Clarios is the latest incarnation of Johnson Controls’ old battery division. I know them because I worked at the seating division in the ‘80s. Back then I thought JCI faced a gigantic risk. A single innovation could wipe out the entire market for lead acid batteries overnight.
It is a full time job for an industry analyst to keep track of the dozen or so vendors they track. But how can analysts answer questions about the future of their sector without researching the innovators in their space. In battery technology there are hundreds of startups to track, including: Lyten, QuantumScape, Sila, Group14, Amprius, Factorial, Form Energy, EnerVenue, Redwood Materials, Ascend Elements, Mitra Chem, Addionics, TWAICE, Lilac Solutions, and EnergyX.
Bringing us back to information technology, let’s look at the cybersecurity space. Right now the space is being reinvented in real-time. Large vendors that are definitely tracked by the likes of Forrester and Gartner are all messaging around AI. But which of them has the track record of rapid innovation coupled with execution to be the trend setters in AI Security? I would argue that none of them do.
As of this morning we track 469 AI-first vendors of cybersecurity. That is an astounding number. It’s 10% of the entire industry already. And by track I mean we monitor every investment, product announcement, and acquisition. We also track headcount for each. We look for signals in the data to guide our research. Our subscribers use our data to winnow out those signals for their own needs.
Here is the headcount chart for SOC Automation platform 7AI
Now look at AI pentesting company XBOW:
Is penetration testing being automated faster than the SOC? Which of these two is likely to get acquired first? Which competitors in these two spaces are doing as well or better? For that matter, what’s the overall growth in all the subcategories?
I am arguing that you need to collect a lot of data to answer those questions. An analyst cannot do that by taking briefings from a slice of the market. How would they even decide which vendors should get a briefing?
IT-Harvest is a four person team. We have been working on tracking the entire cybersecurity industry for the last four years. Today we track 4,092 companies and their 11,000+ products. Access to our platform give you complete visibility into what each of these vendors is doing. You can do key word searches on products, far surpassing the utility of a Google Search or a Magic Quadrant limited to ten or twelve big vendors.

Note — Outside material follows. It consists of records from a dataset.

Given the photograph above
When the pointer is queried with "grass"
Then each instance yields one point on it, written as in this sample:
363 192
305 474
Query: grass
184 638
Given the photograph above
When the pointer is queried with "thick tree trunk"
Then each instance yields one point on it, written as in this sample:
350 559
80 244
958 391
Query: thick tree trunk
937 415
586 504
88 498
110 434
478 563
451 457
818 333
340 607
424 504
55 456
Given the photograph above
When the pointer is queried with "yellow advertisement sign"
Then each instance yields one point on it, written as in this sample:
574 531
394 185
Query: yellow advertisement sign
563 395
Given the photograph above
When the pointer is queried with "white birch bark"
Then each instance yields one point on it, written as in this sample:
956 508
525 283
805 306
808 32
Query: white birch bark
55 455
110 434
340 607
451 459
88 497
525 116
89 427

Go ahead and do a Google search on “HSM”. The first three hits are for High School Musical. No vendors appear at all. The 2nd page of results only surfaces Yubico’s HSM. Do the same search in our platform. You may be surprised to learn that there are 140 HSMs available from 70 different vendors.
The current thinking is that analyst firms should take all of their research reports and stuff them into a (RAG) Retrieval-Augmented Generation tool to allow their clients to have conversations with their reports. That is not helpful.
To be an AI-first analyst firm I maintain you must be data-first. Put AI to work to find, collate, and automate data collection. With a platform populated with data you have superpowers for analyzing any industry.